À propos du Thomson Reuters Institute / National Center for State Courts AI Policy Consortium for Law
Le Thomson Reuters Institute / National Center for State Courts Policy Consortium for Law and Tourts a été lancé en 2024 pour informer et éduquer le pouvoir judiciaire sur les opportunités et les défis de l’évolution des solutions d’IA et de l’IA génératrice permettant ainsi aux juges et aux professionnels juridiques et juridiques de prendre des décisions éclairées sur l’adoption et l’utilisation. Un peu plus d’un an depuis sa fondation, le partenariat a produit de nombreux livres blancs, a organisé une série de webinaires mensuels en cours et a fourni d’autres conseils pour étendre l’éducation de la communauté judiciaire et juridique sur l’évolution de la technologie et des solutions d’IA.

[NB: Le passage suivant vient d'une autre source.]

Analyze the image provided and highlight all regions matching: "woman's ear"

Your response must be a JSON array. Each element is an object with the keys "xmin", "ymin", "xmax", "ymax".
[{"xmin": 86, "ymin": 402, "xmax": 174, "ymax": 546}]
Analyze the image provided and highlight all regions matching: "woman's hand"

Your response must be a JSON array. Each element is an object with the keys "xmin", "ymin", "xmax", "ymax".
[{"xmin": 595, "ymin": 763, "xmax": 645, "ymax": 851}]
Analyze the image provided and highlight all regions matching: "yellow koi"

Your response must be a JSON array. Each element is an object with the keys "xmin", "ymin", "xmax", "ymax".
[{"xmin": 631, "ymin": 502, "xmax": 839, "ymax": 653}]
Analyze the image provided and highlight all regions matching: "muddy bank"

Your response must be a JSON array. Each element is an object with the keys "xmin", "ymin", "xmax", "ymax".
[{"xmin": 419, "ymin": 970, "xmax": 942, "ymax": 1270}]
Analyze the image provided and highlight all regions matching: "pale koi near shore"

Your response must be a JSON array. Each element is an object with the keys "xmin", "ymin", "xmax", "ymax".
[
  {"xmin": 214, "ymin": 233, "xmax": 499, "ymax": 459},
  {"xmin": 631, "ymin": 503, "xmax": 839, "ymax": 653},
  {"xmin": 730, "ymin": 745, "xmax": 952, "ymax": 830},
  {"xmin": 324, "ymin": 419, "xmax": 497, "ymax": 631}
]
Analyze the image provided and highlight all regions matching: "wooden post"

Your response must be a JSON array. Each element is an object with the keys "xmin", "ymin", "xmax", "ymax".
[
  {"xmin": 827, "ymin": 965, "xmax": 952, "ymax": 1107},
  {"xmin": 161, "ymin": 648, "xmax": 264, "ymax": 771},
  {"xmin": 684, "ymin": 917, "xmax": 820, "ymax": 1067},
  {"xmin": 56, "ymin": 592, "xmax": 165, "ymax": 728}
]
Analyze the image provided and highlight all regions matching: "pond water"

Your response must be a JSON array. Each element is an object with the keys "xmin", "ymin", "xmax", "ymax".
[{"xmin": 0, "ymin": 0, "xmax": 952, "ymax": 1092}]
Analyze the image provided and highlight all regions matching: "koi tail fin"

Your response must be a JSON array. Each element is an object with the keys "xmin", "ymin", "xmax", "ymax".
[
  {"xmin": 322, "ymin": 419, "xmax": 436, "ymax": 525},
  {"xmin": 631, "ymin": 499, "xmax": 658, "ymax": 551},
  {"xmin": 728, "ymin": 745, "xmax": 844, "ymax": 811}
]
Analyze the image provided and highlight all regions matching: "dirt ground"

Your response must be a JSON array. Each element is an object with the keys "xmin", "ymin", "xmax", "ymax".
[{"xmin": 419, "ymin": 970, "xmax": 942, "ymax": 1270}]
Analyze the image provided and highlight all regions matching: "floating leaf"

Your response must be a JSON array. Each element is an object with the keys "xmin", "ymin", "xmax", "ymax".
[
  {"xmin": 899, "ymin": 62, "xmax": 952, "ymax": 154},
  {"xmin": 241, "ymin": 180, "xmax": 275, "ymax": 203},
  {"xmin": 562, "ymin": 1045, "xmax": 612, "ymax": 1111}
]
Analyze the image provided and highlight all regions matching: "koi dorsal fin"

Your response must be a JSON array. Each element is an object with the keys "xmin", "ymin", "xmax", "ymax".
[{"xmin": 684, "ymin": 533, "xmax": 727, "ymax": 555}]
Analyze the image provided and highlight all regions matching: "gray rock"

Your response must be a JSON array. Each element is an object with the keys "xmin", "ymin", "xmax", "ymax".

À propos du Centre national pour les tribunaux d’État
Le Centre national des tribunaux d’État, dont le siège est à Williamsburg, en Virginie, est une organisation judiciaire à but non lucratif dédiée à la conduite de l’innovation et des progrès des tribunaux et des systèmes de justice. Fondée en 1971 par la Conférence des juges en chef et le juge en chef des États-Unis Warren E. Burger, NCSC, fournit des services d’éducation, de formation, de technologie, de gestion et de recherche et de conception aux tribunaux et aux tribunaux nationaux du monde entier. Pour plus d’informations, visitez ncsc.org.